Pre-draft measurables
| Height | Weight | Arm length | Hand span | 40-yard dash | 10-yard split | 20-yard shuttle | Three-cone drill | Vertical jump | Broad jump | Bench press |
| 6 ft 2 in (1.88 m) | 211 lb (96 kg) | 31+1⁄8 in (0.79 m) | 9+5⁄8 in (0.24 m) | 4.43 s | 1.53 s | 4.41 s | 7.24 s | 38 in (0.97 m) | 10 ft 9 in (3.28 m) | 15 reps |
All values from the NFL Combine

===Houston Texans===
Weah signed with the Houston Texans as an undrafted free agent following the 2018 NFL draft. On August 31, 2018, Weah was released by the Texans as part of final roster cuts, but was subsequently signed to the team’s practice squad. On October 2, 2018 Weah was moved to injury reserve. On January 7, 2019, Weah was signed to a futures contract by the Texans. On August 30, 2019, Weah was released as part of the final roster cuts.

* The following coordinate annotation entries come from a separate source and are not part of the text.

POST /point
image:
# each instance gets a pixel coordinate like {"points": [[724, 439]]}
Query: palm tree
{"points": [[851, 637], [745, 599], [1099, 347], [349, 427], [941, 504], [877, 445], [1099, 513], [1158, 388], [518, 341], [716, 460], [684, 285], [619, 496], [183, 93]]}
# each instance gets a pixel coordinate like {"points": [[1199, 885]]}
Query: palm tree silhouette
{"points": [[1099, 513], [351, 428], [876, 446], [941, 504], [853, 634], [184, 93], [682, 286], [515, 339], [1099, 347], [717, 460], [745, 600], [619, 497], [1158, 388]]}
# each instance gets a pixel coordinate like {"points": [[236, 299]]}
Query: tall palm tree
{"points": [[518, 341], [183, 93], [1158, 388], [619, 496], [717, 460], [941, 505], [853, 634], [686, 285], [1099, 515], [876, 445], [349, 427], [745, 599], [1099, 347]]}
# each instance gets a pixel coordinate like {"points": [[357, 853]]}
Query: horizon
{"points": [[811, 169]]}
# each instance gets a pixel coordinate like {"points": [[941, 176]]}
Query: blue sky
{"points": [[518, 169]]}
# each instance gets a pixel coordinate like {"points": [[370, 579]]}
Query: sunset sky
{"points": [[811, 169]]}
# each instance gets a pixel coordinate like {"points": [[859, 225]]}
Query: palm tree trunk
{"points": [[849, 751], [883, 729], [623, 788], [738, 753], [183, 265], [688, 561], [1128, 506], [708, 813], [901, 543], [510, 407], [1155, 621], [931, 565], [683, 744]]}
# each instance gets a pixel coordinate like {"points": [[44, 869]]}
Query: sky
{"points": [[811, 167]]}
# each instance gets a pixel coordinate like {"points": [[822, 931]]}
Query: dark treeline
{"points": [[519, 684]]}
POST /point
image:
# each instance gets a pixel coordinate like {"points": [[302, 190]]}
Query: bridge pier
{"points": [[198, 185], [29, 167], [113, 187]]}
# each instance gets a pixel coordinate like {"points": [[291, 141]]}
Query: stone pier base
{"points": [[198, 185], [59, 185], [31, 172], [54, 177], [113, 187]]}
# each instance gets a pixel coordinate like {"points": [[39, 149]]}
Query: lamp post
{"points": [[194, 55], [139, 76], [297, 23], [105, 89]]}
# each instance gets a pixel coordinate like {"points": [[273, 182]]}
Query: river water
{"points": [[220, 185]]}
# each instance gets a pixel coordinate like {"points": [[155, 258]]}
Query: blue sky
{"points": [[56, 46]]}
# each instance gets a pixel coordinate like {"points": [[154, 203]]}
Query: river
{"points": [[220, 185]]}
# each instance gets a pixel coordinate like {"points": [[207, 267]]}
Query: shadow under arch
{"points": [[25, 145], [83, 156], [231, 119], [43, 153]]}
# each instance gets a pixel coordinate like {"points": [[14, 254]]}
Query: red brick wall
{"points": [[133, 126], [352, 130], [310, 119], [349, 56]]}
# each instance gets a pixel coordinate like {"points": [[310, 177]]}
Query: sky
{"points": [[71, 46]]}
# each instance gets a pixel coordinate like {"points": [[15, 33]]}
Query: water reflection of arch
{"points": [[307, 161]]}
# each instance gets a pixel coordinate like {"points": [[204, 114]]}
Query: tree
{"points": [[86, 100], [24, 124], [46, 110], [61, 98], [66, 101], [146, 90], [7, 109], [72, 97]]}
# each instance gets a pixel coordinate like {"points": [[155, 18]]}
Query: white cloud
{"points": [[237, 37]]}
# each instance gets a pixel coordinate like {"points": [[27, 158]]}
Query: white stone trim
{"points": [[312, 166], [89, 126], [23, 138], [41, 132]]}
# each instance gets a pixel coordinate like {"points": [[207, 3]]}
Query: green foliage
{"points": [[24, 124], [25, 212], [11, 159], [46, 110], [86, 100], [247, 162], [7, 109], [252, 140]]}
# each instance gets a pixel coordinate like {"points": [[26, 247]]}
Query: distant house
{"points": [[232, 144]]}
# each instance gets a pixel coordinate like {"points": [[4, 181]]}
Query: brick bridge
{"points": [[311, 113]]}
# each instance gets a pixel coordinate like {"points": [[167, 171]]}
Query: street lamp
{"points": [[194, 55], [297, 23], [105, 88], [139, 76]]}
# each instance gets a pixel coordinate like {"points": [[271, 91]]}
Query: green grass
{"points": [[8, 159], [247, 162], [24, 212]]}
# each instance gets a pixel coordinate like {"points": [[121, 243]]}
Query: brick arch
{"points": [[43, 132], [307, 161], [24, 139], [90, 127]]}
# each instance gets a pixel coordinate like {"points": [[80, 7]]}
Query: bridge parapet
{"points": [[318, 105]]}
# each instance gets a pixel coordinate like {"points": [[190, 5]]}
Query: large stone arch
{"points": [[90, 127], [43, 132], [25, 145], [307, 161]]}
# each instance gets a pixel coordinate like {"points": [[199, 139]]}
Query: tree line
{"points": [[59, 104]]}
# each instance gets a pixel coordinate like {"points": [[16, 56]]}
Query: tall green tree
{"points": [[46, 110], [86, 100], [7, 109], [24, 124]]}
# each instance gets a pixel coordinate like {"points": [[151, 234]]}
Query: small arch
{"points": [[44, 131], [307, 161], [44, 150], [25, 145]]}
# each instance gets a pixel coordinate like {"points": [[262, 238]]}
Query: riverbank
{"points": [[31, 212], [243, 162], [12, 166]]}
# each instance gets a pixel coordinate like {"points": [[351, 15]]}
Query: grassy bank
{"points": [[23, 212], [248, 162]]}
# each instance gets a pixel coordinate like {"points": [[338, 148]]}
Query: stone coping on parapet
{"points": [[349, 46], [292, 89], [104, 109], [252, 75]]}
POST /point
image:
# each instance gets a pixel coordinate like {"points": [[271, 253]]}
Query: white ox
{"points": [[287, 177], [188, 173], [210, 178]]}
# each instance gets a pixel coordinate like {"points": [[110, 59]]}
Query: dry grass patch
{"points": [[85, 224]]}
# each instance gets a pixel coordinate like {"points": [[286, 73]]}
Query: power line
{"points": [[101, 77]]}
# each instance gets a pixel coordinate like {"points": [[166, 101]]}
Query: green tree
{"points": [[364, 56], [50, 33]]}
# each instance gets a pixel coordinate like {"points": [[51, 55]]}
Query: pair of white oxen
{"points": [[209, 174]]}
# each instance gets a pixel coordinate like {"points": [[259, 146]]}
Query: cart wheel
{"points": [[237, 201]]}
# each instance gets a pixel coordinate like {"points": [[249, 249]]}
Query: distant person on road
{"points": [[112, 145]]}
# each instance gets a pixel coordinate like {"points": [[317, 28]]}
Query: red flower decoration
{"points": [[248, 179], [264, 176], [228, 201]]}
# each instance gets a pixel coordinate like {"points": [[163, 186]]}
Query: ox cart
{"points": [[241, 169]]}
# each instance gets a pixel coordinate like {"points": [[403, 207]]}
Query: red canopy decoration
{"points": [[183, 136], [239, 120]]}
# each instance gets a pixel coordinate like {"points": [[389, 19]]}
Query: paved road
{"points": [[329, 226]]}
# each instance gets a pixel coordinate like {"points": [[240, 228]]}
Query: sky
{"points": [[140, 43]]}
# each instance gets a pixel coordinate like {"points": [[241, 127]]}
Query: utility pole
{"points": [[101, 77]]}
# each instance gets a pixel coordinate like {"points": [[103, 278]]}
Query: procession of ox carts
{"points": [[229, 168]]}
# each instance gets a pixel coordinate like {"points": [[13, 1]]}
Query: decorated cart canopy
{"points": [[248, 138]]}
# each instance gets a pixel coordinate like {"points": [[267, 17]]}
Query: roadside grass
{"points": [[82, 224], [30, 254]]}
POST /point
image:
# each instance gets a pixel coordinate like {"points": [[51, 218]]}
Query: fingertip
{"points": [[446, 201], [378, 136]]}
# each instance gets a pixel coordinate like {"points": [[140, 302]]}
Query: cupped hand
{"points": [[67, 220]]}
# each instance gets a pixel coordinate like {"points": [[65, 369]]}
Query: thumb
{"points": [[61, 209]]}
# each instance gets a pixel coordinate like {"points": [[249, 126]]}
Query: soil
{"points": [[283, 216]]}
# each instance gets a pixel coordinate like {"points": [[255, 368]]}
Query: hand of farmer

===Washington Redskins / Football Team===
On October 10, 2019, Weah was signed to the Washington Redskins practice squad.
 On December 27, Weah was promoted to the active roster after the team moved two members of the secondary to injured reserve.

On September 5, 2020, Weah was waived by Washington.

===Chicago Bears===
On January 15, 2021, Weah signed a reserve/futures contract with the Chicago Bears. He was waived on August 16, 2021.

=== Saskatchewan Roughriders ===
Weah signed with the Saskatchewan Roughriders of the Canadian Football League (CFL) on December 21, 2021. In two preseason games he caught three passes for 25 yards and one touchdown. He was released by the Riders on June 9, 2022, as part of the team's final roster cuts. Weah re-signed with the team on July 23, 2022, midway through the 2022 season. On May 26, 2023, Weah retired from professional football.

==Personal life==
Weah is the nephew of George Weah, who is the former president of Liberia and the only African player to ever win the Ballon d'Or, which he was awarded in 1995 as a member of A.C. Milan. Weah is also the cousin of Tim Weah, who plays forward for Juventus and the United States men's national soccer team, as well as George Weah Jr., who most recently played midfielder for French clubs Paris Saint-Germain and Tours.